Future of the app store – new app stores, new discovery, evolution of Android. Future of reskinning – using source codes as foundations that you build on with updates (the way you use templates to build website) and a huge push towards cross platform, future of indie dev reskin biz models – see above + a shift in how teams are built, focus on quality, the customers and marketing to your existing users for lifetime value with blended ad revenue.
Carter
Hey Carter,
Love your posts and have gained gret insights from them over the years. I was just wondering how repeatable and scalable is the advice given in this post. Have you released new apps since you sold yours for $200k. How have they done?
Great blog post again Carter. Another one you hit out of the park! Interesting point you made about your peers being multi-millionaires in relation to placing big bets on startups or some other investment and then you start seeing a 10x return. This article backs exactly that: http://fundersandfounders.com/serial-entrepreneurs-how-to-pursue-multiple-opportunities/ Kind of like playing black jack, when you’re ahead you should risk a black chip every now and then as this could 3-10X your winnings for the evening pretty quick. If you don’t, you just kind of grind it out and end up ahead only a few hundred bucks at best.
Curios to see what investments you have done. Obviously you can’t spill the beans and share all of your secrets but here are some things I’ve been looking at pursuing:
– Real Estate Investing (this can be a laundry list of things from buying investment properties, flipping homes, buying land, etc)

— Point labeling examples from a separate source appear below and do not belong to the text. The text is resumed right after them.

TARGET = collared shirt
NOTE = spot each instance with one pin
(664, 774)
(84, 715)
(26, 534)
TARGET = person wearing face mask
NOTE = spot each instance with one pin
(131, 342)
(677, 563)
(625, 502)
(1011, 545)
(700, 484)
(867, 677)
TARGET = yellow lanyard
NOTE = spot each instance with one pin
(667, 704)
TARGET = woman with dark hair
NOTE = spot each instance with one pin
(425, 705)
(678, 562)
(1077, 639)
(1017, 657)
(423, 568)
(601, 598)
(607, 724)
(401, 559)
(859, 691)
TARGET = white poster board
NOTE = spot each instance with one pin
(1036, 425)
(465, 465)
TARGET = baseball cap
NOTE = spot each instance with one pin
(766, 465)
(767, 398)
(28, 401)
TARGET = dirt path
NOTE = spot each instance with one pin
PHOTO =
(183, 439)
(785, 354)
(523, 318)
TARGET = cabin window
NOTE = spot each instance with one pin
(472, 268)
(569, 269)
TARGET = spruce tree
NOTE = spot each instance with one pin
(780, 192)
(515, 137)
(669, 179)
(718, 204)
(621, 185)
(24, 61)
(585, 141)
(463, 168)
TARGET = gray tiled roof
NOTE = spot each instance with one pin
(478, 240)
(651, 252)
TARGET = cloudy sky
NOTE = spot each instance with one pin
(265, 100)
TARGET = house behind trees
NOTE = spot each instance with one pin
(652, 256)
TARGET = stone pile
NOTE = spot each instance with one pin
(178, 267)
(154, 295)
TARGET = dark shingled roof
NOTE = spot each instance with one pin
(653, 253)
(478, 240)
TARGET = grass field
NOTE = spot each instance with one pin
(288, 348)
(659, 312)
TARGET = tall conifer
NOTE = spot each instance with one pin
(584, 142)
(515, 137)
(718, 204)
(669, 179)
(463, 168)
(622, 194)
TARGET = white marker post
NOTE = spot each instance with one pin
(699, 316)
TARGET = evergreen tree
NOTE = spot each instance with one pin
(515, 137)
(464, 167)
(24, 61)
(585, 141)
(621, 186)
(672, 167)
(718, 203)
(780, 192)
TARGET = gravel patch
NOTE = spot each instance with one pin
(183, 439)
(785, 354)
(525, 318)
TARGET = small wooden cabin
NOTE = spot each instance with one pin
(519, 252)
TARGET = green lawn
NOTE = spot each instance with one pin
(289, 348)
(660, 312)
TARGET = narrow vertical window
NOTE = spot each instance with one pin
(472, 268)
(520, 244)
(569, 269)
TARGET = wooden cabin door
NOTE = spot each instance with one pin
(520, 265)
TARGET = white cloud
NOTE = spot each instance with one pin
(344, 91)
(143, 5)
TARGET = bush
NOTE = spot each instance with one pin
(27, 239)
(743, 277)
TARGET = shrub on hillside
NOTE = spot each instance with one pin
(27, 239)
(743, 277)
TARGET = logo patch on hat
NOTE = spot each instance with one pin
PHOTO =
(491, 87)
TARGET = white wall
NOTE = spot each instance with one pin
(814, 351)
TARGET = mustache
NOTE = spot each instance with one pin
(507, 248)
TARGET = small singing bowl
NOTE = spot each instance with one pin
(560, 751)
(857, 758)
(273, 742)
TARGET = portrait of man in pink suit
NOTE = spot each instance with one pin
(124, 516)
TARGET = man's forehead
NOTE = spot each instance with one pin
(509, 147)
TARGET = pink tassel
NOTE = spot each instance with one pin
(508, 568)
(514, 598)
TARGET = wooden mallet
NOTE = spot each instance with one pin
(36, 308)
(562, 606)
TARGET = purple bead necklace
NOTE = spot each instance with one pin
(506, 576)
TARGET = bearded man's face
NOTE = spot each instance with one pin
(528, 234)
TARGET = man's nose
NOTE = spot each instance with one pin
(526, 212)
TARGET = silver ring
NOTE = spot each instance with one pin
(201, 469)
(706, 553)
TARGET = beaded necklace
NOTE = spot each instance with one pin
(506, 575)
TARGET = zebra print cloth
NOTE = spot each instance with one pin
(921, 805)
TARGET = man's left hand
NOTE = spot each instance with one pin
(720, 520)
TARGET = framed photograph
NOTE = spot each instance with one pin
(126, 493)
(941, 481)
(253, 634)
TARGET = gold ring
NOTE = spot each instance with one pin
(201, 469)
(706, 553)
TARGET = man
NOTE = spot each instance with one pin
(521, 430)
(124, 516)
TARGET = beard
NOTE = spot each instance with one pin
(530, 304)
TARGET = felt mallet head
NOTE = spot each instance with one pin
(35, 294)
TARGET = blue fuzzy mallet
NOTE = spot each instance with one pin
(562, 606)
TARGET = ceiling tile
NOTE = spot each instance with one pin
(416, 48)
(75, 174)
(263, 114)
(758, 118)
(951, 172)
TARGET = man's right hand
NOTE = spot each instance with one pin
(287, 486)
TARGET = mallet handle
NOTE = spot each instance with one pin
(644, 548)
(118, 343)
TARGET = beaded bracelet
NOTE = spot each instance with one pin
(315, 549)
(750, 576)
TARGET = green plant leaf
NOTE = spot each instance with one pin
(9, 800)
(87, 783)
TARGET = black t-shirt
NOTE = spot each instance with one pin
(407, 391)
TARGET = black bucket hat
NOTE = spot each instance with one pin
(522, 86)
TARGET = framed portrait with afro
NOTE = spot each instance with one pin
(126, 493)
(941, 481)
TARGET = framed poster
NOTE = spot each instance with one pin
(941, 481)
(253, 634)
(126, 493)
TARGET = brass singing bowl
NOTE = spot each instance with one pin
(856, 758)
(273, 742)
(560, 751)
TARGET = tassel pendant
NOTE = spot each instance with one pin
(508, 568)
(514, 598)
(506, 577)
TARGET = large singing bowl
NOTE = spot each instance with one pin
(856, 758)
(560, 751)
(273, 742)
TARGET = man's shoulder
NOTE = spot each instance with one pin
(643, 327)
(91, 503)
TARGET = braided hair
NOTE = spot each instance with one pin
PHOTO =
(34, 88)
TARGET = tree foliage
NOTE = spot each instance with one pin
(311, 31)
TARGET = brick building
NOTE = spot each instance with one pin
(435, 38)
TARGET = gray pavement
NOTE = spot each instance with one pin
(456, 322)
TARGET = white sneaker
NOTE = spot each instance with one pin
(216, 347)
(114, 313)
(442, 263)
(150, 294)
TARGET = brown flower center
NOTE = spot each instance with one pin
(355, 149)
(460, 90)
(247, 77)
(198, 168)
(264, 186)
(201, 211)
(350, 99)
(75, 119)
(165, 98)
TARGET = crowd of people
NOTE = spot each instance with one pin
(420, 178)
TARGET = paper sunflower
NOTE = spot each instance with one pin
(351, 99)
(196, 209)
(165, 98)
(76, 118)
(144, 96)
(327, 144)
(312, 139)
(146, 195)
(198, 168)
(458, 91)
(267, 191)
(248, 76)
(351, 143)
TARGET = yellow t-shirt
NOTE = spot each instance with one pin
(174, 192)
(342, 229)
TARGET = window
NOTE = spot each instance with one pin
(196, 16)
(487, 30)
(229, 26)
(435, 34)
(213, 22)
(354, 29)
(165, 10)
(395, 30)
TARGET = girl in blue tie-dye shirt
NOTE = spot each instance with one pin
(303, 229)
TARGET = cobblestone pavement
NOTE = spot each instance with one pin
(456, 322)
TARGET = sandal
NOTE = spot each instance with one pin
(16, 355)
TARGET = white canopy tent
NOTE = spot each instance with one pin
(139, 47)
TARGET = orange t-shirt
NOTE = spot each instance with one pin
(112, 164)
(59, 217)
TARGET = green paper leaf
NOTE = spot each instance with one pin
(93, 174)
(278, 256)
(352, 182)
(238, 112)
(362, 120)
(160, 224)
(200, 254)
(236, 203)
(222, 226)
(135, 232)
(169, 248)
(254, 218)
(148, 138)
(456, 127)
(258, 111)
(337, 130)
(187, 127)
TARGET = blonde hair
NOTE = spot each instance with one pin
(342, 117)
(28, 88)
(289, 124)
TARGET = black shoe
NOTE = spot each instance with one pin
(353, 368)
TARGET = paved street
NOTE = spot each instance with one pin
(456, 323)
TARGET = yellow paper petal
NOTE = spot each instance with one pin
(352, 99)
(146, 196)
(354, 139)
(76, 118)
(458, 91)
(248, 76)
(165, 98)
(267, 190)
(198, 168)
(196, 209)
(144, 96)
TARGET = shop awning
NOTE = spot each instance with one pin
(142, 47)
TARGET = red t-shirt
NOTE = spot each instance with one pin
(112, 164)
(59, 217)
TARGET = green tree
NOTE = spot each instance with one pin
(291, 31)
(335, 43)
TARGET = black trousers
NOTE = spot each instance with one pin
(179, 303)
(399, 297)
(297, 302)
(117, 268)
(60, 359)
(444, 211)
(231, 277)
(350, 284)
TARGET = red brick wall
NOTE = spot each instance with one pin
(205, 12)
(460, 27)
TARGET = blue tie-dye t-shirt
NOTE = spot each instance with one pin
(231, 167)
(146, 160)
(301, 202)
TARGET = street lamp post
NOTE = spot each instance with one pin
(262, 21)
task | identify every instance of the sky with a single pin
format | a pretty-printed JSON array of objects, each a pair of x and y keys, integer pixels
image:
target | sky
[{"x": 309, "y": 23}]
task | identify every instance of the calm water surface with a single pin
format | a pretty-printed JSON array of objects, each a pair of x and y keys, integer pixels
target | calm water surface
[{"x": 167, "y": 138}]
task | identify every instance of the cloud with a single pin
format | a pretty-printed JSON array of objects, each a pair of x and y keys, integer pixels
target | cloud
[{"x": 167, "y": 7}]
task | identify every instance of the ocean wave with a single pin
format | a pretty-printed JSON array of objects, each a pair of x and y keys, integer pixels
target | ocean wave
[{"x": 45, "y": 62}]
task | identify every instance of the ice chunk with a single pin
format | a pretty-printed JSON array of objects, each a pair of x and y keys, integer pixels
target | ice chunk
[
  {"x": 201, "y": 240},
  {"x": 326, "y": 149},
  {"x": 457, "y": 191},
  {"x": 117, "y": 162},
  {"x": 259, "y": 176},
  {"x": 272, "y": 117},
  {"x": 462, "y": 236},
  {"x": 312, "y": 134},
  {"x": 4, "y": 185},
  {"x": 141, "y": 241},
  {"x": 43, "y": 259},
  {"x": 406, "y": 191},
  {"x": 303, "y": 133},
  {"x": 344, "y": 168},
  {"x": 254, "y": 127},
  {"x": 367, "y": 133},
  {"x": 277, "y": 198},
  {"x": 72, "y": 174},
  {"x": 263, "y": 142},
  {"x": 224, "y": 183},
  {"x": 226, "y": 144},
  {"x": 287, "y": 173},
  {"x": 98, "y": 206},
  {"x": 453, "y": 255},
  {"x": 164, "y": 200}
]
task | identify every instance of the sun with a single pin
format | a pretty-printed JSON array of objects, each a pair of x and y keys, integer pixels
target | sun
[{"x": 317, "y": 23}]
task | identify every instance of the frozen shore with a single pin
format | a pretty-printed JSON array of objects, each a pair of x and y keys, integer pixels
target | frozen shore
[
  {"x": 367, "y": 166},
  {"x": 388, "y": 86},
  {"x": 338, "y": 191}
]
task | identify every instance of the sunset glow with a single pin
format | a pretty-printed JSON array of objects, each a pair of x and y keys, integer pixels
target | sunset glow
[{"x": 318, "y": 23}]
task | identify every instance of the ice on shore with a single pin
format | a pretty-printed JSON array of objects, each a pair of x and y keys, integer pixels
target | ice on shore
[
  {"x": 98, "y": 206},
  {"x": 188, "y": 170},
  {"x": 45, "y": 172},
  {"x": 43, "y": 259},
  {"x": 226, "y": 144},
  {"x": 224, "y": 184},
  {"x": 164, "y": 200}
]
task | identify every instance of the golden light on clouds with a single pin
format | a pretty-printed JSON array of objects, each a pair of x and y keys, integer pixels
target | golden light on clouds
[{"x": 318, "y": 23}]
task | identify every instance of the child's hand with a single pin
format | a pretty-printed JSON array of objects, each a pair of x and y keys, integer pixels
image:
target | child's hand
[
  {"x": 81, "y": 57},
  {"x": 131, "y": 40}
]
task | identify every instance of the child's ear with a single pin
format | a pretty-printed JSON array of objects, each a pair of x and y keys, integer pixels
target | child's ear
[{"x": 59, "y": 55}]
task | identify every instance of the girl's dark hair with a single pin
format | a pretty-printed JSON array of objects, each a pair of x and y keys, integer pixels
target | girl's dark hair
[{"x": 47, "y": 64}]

– Fundrise – makes it easy to get into real estate investing
– Angel.co – good for finding startup deals to invest in
– Bizbuysell.com for buying new businesses
– Stock Market – pick up all the Facebook stock you can 🙂
– Being a small angel investor or joining an equity investor partnership ( hello doctors and attorneys)
I believe you live in the bay area and I only can imagine this helps your odds about finding new hot startups that you could possibly get into a series round A, angel round etc. Also you could possibly become an advisor like you said for an equity stake. But being in WI, unfortunately we don’t meet the cool kids doing startups. By the time we read about them, it’s way too late. I do meet some interesting people through Twitter and LinkedIn and maybe thats an approach one should take to meetup with VC’s and find the next big thing. It sounds like you have one hell of a network and I’m sure they have their ears to the ground looking for the next big thing which is fantastic.